On 1 December 2014 at 05:05, Reindl Harald <h.reindl@xxxxxxxxxxxxx> wrote:
Am 01.12.2014 um 12:57 schrieb Pierre-Yves Chibon:no number is in fact better than wrong numbers backed by nothing beause they lead in wrong conclusions - your 122/133 numbers could in reality also be 1000 users installed them from mirrors and your calculation is the best example for wrong assumptions
On Mon, Dec 01, 2014 at 12:38:24PM +0100, Reindl Harald wrote:
Am 01.12.2014 um 12:36 schrieb Alec Leamas:
On 01/12/14 12:29, Reindl Harald wrote:
Am 01.12.2014 um 12:26 schrieb Alec Leamas:
Lets face it: I envy those who can measure the usage from a download
counter or so. Can we have something similar?
no - you have no clue which mirror was used without explicit tracking in
YUM/DNF and given the noise about the recent Firefox changes you won't
even consider seriously tracking inside the distribution
additionally downloads are meaningless - many setups with more than one
machine have their local mirrors and a download can be 1, 10 or 50
installed instances
I hesitated when writing my initial message, didn't include this:
Feedback why this is impossible isn't really helpful here, most of us
are aware of the limitations. Given that we agree on the overall goals
(?), useful input is what can be done, and how
it is helpful because the fact it is impossible will shutdown that
discussion because - well, it's impossible
The question becomes, is any numbers better than no number?

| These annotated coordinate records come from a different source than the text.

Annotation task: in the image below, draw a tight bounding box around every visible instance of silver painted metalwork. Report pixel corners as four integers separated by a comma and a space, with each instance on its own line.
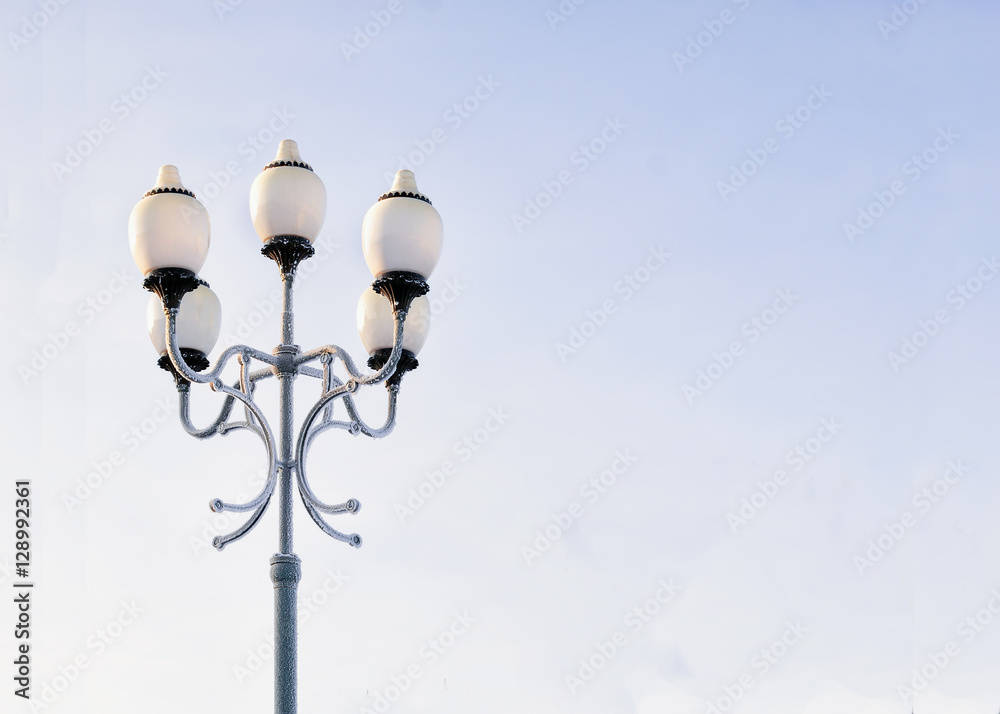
158, 264, 407, 714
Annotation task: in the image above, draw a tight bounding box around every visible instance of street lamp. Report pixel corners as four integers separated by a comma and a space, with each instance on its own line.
129, 139, 443, 714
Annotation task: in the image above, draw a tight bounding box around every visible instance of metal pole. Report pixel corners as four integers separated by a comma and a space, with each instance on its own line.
271, 273, 302, 714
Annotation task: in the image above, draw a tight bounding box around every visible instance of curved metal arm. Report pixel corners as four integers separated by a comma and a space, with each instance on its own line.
295, 384, 361, 536
295, 310, 407, 384
178, 389, 236, 439
164, 307, 277, 384
299, 492, 361, 548
178, 356, 274, 441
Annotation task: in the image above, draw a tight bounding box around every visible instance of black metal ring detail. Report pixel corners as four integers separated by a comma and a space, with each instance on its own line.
142, 186, 197, 198
372, 270, 431, 312
156, 347, 211, 389
378, 191, 434, 206
142, 268, 208, 308
260, 236, 316, 275
368, 347, 420, 389
261, 159, 316, 173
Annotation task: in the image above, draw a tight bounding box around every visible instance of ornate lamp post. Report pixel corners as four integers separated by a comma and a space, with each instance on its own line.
129, 140, 443, 714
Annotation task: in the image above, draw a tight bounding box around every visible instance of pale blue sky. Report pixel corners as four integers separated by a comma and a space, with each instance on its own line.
0, 0, 1000, 714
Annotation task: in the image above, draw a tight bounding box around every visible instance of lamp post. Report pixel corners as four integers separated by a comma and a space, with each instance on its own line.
129, 139, 443, 714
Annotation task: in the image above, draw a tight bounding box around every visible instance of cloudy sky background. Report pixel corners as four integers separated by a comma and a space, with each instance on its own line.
0, 0, 1000, 714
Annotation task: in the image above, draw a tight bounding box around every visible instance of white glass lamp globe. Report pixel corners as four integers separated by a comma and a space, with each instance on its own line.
250, 139, 326, 243
361, 169, 444, 280
358, 288, 431, 355
128, 165, 211, 275
146, 285, 222, 356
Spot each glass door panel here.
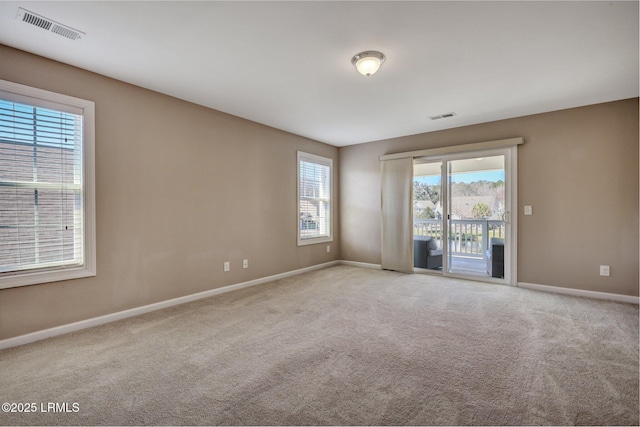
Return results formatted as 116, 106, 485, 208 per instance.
445, 154, 508, 279
413, 159, 444, 273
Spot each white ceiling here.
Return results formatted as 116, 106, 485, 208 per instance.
0, 1, 639, 146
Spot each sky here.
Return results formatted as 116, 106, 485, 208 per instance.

In theory, we could get an idea of how much a package is downloaded. Mirror are
syncing all the content, so they introduce a baseline while user is what
introduce the variability.
So if we were to be able to gather logs from a) the main repos + b) some
volunteer repos, we could get a trend.
The number would of course not be exact as you mentioned but we could get an
idea, something like: we have 132 mirrors and my package was downloaded 133
times, which potentially means there is one user (me) using that package.
There might be more, but if no-one ever reports a bug and we see the number of
download is basically equal to the number of mirrors, we can get an impression
that this package isn't used by many people.
So we come back to the question: is any number better than no number at all?
Even to get a trend?
While that is 'true', most of the world doesn't work on 'true'. Your cars speedometer doesn't give you the accurate km/hour. [Even BMW digital has a +/- 2 km/hour due to all the factors from tire present size to road conditions.]. The answer is can you accurately remove enough noise to feel confident that you are doing 100 km/hour versus 120 km/hour. The same goes for measuring downloads.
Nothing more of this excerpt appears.